Anderson, a rookie with the Dallas Mavericks, tweeted that he loved “the fun and energy [Mendenhall is] bringing to the Ville! Looking forward to meeting you and watching you build. #HoosRising”
Mendenhall said he and his staff want to “not only run a great football program, but be woven into the fiber and fabric of the community, and really make a difference in that regard also.”
Before taking questions at his press conference, Mendenhall introduced his staff, including assistant coaches Robert Anae, Mark Atuaia, Jason Beck, Marques Hagans, Nick Howell, Shane Hunter, Ruffin McNeill, Kelly Poppinga and Garett Tujague.
McNeil was East Carolina’s head coach last season, and Hagans, a former Virginia standout, is a holdover from London’s staff. Anae, Atuaia, Beck, Howard, Hunter, Poppinga and Tujague followed Mendenhall to UVA from BYU.
“I have great coaches in terms of their work ethic in recruiting,” Mendenhall said. “They have excellent personalities. They’re tireless. They love to be on the road, and they collaborate really well, and they like each other. And I don’t like working with people who don’t like each other.
“These are my friends, and they’re also friends with each other. I love that environment. This staff is actually thrilled to come to work every day. They believe in what we’re doing, how we’re doing it, and they like who they’re doing it with. That’s the next part of this: continuing to bring players that facilitate that. As we continue to drive the culture and develop work capacity, then we keep adding the right talent into that, that’s going to produce, I think, an amazing football team and football program.”
Of the 24 recruits in this class, nine are from high schools in this state. Recruiting Virginia will be a priority for the ’Hoos.
Mendenhall said he believes that “not only do you have to do a great job in your own building every day, and certainly on your own practice field, and then in the stadium on game day, but certainly in your own state. And not only the in-state game that you play” – against Virginia Tech every season – “but also in-state recruiting.”
That doesn’t mean, Mendenhall added, that he will focus on a certain region of the state.

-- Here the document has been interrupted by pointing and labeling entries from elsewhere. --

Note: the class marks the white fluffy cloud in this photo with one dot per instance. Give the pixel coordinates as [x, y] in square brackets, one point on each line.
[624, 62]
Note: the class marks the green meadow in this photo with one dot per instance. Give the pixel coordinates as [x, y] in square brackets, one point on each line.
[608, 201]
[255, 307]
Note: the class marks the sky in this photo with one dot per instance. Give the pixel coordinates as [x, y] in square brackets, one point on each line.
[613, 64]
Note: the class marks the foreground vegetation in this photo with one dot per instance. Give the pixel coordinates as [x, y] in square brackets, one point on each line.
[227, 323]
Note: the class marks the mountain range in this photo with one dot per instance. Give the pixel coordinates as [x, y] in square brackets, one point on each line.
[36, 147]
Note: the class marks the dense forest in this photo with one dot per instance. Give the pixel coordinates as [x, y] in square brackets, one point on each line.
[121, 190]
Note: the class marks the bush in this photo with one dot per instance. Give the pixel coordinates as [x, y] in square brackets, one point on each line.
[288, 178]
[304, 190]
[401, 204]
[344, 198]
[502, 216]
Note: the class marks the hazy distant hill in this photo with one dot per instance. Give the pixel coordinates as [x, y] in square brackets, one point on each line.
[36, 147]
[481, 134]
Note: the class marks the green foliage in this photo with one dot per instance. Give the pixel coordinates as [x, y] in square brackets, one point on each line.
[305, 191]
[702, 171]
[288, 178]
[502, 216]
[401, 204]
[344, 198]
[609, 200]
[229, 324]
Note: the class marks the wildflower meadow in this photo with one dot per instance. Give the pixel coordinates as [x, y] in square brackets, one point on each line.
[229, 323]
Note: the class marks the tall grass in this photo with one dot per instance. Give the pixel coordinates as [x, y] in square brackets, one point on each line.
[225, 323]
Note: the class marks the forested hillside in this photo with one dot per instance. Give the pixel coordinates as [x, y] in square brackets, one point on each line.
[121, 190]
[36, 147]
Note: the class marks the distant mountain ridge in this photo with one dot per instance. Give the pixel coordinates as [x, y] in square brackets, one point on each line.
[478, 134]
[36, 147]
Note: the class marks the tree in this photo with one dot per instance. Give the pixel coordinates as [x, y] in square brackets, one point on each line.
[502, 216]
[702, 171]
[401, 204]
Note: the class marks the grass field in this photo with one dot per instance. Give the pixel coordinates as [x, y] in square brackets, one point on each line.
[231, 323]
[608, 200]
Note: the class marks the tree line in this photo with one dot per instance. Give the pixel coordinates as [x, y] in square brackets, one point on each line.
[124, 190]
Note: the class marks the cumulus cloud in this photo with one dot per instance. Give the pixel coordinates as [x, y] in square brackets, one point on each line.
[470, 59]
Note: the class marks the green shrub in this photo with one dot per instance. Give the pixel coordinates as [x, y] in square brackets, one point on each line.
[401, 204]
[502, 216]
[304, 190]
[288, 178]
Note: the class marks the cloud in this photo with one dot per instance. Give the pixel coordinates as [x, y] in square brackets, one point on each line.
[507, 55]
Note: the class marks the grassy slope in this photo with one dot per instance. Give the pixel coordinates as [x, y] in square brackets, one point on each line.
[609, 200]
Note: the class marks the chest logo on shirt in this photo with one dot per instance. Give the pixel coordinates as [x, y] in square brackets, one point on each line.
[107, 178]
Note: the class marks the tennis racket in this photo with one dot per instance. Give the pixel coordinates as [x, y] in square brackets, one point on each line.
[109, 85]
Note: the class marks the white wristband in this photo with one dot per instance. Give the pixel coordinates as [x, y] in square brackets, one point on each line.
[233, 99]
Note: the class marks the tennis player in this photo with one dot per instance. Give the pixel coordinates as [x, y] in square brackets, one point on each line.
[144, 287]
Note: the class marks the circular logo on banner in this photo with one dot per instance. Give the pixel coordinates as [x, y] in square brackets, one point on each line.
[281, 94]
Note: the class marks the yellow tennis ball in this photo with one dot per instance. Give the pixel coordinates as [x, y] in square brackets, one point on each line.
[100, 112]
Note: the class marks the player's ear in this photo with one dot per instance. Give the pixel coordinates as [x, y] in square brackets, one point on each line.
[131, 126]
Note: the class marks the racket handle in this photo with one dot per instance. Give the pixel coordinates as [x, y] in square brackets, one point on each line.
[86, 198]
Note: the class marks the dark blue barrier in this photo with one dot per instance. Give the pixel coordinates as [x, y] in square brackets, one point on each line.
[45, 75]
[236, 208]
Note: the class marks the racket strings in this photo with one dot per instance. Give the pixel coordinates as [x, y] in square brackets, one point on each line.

“I’ve had that question a lot: What about the 7-5-7 [the area code for the Hampton Roads, region, traditionally a hotbed of football talent] or what about Northern Virginia or what about this?” he said. “I’m viewing Virginia as Virginia, and wherever the best players are that are the right people with the right standards to fit our program, that’s where we’re going to go. And that footprint will expand to regional, and it will expand to national to find those players. But it will expand [only] as needed. If we don’t have to go national more frequently than we need to, then we won’t. So our focus will start inward and expand from there, but what we’ve already seen is, we think there are plenty of players [in Virginia].”
Overall, Mendenhall said, he’ll have a deeper pool from which to recruit than he did at BYU.
The Cavaliers’ coaches are “like kids in a candy store [in terms of] how many more choices we have,” he said.
Mendenhall attended the men’s basketball game Wednesday night at JPJ, where he saw No. 9 UVA defeat Boston College 61-47. His break from recruiting, though, will not be a long one.
“We’ve already started working really hard on 2017,” Mendenhall said. “We’re already behind in 2017, just simply because of our time frame here, so we’re working diligently and spending extra time ... to make sure our recruiting gets caught up for 2017. Which it will. By the time we hit summer, we will be caught for ’17, and we’ll be right on track for ’18.”